I understand the relation between Principal Component Analysis and Singular Value Decomposition at an algebraic/exact level. My question is about the scikit-learn implementation.

The documentation says: "[TruncatedSVD] is very similar to PCA, but operates on sample vectors directly, instead of on a covariance matrix.", which would reflect the algebraic difference between both approaches. However, it later says: "This estimator [TruncatedSVD] supports two algorithm: a fast randomized SVD solver, and a “naive” algorithm that uses ARPACK as an eigensolver on (X * X.T) or (X.T * X), whichever is more efficient.". Regarding PCA, it says: "Linear dimensionality reduction using Singular Value Decomposition of the data to project it ...". And PCA implementation supports the same two algorithms (randomized and ARPACK) solvers plus another one, LAPACK. Looking into the code I can see that both ARPACK and LAPACK in both PCA and TruncatedSVD do svd on sample data X, ARPACK being able to deal with sparse matrices (using svds).

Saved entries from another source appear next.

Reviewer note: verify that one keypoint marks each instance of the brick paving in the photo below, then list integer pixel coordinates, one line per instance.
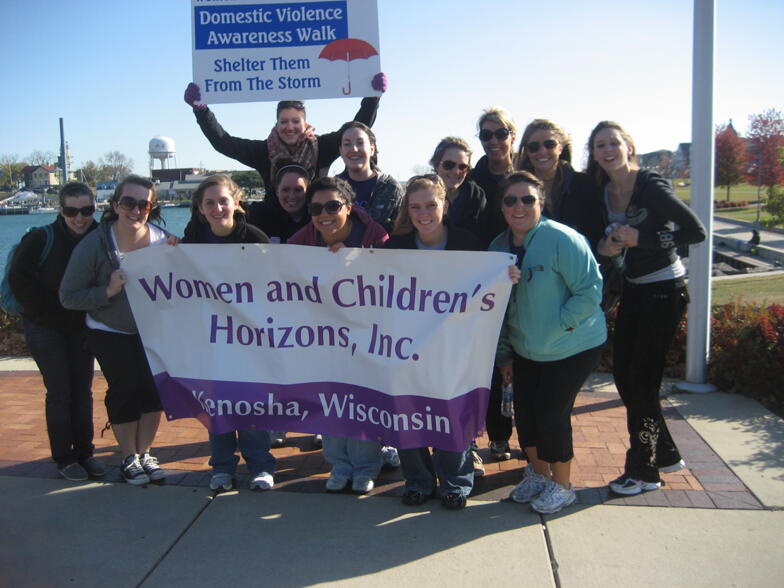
(600, 443)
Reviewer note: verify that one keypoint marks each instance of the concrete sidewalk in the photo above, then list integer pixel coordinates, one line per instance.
(726, 531)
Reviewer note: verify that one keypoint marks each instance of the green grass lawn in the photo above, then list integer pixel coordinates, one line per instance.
(764, 290)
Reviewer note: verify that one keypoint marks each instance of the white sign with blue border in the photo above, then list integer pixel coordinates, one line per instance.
(245, 51)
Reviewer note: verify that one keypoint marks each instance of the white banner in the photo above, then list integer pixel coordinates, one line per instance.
(255, 51)
(376, 344)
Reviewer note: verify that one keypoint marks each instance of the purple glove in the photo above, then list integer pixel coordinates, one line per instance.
(192, 96)
(379, 82)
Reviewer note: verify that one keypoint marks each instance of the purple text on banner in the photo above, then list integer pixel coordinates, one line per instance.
(330, 408)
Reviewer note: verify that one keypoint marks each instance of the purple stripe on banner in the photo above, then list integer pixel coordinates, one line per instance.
(330, 408)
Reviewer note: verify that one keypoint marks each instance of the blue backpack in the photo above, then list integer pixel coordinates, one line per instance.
(8, 301)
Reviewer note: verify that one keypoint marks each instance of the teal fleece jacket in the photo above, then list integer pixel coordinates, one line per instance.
(553, 311)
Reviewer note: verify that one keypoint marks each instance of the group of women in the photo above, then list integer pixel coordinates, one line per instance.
(557, 222)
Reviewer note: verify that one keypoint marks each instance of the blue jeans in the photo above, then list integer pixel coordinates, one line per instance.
(353, 458)
(253, 445)
(67, 370)
(422, 471)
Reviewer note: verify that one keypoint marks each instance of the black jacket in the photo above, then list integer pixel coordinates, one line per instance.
(493, 221)
(578, 206)
(663, 220)
(254, 153)
(37, 288)
(457, 239)
(471, 215)
(199, 232)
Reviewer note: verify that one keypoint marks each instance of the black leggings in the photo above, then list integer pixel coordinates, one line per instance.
(648, 318)
(544, 394)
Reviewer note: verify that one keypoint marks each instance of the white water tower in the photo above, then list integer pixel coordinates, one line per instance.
(162, 149)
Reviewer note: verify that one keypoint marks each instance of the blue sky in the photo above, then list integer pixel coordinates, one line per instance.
(116, 72)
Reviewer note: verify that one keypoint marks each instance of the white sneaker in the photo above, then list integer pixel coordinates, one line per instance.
(362, 485)
(262, 481)
(220, 481)
(530, 488)
(277, 439)
(336, 483)
(554, 498)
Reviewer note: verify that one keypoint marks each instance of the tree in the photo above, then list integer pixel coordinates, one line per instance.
(11, 170)
(115, 166)
(730, 157)
(41, 158)
(765, 140)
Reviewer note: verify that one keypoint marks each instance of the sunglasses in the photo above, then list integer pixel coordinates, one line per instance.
(129, 204)
(450, 165)
(533, 146)
(500, 134)
(72, 211)
(331, 207)
(509, 200)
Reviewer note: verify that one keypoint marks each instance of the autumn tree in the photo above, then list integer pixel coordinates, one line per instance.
(11, 170)
(765, 141)
(730, 157)
(115, 166)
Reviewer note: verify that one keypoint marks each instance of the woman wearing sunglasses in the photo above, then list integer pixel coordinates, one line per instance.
(56, 335)
(93, 282)
(497, 132)
(452, 161)
(646, 223)
(290, 138)
(422, 224)
(378, 193)
(337, 223)
(546, 152)
(551, 338)
(283, 213)
(217, 217)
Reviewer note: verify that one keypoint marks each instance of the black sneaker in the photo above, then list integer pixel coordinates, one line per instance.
(151, 468)
(453, 501)
(414, 498)
(500, 450)
(133, 472)
(94, 467)
(73, 472)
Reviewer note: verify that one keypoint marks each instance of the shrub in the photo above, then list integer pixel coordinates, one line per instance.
(746, 354)
(12, 335)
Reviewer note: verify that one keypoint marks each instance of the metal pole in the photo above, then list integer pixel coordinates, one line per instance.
(702, 160)
(63, 157)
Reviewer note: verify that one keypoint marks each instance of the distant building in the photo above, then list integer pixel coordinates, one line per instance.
(176, 174)
(41, 175)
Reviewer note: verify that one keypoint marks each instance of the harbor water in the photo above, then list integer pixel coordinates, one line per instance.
(13, 227)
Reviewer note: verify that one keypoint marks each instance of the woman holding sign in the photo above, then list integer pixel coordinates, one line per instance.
(217, 217)
(421, 225)
(551, 338)
(94, 282)
(292, 137)
(337, 223)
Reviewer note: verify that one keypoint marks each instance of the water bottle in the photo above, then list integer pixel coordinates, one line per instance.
(507, 400)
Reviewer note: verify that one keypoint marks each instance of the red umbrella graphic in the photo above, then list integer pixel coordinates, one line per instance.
(347, 50)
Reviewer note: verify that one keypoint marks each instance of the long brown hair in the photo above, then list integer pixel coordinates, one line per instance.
(431, 182)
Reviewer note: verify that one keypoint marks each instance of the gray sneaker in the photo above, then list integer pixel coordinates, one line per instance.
(531, 487)
(553, 498)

So, aside from different attributes and methods and that PCA can additionally do exact full singular value decomposition using LAPACK, PCA and TruncatedSVD scikit-learn implementations seem to be exactly the same algorithm. First question: Is this correct?

Second question: even though LAPACK and ARPACK use scipy.linalg.svd(X) and scipy.linalg.svds(X), being X the sample matrix, they compute the singular value decomposition or eigen-decomposition of $X^T*X$ or $X*X^T$ internally. While the "randomized" solver doesn't need to compute the product. (This is relevant in connection with numerical stability, see Why PCA of data by means of SVD of the data?). Is this correct?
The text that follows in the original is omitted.